= Karl Praechter =

German classical philologist (1858–1933)

Karl Praechter (17 October 1858, Heidelberg - 18 February 1933, Halle an der Saale) was a German classical philologist.

From 1877 he studied theology in Lausanne, followed by studies of classical philology at several German universities. He worked as a gymnasium teacher in the municipalities of Durlach and Bruchsal, and in 1889 obtained his habilitation in classical philology from the University of Bern.
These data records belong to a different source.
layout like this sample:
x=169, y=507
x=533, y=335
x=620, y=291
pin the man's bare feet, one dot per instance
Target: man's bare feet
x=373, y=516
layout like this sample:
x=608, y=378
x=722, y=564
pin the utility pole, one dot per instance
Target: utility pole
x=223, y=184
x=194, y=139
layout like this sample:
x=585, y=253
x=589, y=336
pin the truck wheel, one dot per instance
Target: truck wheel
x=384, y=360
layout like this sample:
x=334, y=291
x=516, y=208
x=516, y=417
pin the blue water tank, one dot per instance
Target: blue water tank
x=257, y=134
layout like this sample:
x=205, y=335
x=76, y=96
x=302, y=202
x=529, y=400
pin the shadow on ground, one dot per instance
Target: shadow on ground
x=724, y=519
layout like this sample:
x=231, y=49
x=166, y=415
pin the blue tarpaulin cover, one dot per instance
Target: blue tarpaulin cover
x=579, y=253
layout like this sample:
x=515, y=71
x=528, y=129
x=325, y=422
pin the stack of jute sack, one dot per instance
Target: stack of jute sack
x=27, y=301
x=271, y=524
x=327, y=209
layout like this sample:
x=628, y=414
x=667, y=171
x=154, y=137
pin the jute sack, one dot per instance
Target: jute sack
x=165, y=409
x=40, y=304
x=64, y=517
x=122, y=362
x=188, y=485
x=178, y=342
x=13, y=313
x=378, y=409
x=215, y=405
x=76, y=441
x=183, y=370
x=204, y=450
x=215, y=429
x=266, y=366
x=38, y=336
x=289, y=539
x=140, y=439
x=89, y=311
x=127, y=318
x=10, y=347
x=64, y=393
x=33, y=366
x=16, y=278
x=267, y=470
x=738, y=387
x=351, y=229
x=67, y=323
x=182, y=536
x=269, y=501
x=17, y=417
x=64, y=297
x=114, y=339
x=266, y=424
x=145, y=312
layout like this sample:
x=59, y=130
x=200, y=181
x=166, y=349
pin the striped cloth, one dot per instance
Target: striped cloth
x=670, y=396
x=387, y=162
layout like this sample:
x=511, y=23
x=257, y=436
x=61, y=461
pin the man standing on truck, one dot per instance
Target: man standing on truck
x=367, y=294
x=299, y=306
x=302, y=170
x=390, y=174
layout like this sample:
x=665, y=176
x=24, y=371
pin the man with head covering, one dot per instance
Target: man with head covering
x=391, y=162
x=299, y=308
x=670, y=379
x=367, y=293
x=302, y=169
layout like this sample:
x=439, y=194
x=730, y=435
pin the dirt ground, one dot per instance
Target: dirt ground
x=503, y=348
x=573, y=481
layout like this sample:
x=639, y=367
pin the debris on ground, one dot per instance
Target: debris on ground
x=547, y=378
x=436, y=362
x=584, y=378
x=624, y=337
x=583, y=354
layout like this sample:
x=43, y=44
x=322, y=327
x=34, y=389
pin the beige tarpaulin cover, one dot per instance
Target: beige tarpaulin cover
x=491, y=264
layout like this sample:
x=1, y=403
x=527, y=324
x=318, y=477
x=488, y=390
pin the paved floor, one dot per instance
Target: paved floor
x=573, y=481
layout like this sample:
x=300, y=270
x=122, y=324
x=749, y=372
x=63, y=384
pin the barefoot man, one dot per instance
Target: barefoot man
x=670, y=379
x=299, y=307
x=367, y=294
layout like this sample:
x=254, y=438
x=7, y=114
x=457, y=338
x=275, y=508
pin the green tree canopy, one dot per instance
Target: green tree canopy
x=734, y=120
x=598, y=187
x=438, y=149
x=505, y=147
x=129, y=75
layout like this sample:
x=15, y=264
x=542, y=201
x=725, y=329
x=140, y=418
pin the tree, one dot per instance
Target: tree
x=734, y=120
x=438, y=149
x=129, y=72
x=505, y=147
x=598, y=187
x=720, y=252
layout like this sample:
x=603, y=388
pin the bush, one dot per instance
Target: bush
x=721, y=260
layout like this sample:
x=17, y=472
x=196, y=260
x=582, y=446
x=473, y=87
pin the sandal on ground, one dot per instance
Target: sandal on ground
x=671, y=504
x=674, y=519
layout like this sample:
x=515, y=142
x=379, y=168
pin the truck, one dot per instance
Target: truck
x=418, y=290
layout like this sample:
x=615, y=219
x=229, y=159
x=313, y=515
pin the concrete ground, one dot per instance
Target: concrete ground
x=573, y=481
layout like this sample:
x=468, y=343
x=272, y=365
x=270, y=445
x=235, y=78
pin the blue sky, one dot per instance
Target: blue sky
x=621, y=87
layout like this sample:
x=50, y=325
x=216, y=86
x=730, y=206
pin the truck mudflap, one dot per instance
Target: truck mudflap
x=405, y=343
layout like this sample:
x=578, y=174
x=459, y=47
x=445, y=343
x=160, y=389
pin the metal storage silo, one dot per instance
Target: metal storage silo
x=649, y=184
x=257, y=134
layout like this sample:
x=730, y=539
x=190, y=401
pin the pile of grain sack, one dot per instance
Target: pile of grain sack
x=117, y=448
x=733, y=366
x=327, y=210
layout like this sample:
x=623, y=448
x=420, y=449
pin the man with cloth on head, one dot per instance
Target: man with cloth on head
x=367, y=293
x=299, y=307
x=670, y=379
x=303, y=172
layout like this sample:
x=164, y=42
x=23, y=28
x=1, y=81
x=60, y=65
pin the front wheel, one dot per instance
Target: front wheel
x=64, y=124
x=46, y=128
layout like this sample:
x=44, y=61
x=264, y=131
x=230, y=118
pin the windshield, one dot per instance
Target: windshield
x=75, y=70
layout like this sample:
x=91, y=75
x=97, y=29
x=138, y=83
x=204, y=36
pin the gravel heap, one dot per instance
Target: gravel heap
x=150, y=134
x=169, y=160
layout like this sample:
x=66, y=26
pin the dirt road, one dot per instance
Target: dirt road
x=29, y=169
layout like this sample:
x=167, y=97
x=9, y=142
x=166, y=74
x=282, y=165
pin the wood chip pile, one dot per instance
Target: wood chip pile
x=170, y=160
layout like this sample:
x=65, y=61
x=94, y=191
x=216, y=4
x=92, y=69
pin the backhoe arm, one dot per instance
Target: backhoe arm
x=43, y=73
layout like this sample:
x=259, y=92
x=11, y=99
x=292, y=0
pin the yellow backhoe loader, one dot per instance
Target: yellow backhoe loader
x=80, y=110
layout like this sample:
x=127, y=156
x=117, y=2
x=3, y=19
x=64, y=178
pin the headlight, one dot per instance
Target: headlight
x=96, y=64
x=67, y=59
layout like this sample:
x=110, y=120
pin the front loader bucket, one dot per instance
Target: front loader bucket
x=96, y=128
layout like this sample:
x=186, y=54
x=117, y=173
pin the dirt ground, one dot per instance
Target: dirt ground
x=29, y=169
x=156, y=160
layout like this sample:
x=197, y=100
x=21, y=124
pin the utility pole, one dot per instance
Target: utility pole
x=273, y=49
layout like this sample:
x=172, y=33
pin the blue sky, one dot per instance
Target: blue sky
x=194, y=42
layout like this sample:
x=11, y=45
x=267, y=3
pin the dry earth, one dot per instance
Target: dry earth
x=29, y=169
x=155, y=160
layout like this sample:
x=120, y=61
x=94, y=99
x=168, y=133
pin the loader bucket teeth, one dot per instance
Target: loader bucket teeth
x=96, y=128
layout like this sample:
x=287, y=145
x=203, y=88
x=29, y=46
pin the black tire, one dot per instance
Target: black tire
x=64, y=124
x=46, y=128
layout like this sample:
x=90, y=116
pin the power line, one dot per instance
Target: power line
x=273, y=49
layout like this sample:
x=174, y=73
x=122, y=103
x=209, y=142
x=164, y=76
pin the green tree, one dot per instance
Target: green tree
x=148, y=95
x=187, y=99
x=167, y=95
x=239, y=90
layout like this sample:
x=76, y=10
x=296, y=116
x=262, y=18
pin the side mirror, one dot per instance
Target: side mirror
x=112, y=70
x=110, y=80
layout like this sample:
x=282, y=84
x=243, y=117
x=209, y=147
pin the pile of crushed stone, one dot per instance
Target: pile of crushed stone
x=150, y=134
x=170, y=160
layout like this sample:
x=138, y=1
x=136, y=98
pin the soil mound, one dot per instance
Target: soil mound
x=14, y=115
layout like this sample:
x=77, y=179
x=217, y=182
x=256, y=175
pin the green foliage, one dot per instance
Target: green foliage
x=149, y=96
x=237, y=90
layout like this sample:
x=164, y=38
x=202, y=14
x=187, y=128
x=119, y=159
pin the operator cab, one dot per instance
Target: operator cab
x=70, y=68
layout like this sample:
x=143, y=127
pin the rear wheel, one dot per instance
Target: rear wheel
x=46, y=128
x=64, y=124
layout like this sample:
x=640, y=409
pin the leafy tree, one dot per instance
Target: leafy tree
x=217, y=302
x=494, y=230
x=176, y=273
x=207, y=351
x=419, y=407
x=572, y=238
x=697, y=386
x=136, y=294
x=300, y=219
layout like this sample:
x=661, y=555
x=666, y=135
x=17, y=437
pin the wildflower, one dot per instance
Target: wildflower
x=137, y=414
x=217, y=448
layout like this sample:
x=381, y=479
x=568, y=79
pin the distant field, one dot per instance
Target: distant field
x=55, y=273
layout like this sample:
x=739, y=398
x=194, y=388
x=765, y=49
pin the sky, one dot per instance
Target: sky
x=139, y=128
In 1899 he became a full professor at Bern, and later relocated to the University of Halle, where from 1907 to 1926, he served as a professor of classical philology.

== Published works ==
In 1909 he published the tenth edition of Friedrich Ueberweg's Grundriß der Geschichte der Philosophie, Teil 1: Die Philosophie des Altertums (Outline of the History of Philosophy, Volume 1: The Philosophy of Antiquity); often referred to as the "Ueberweg-Praechter". In 1919 he released a radically revised 11th edition, and in 1926 he published the 12th and final version of the "Ueberweg-Praechter". Other noteworthy writings by Praechter include:
- Cebetis Tabula quanam aetate conscripta esse videatur, 1885.
- Die griechisch-römische Popularphilosophie und die Erziehung, 1886 - The Greco-Roman popular philosophy and education.
- Kleine Schriften, 1892 - Minor works.
- Kebētos pinax = Cebetis Tabula, 1893 - On Cebes' "Tabula.
- Hierokles der Stoiker, 1901 - Hierocles the Stoic.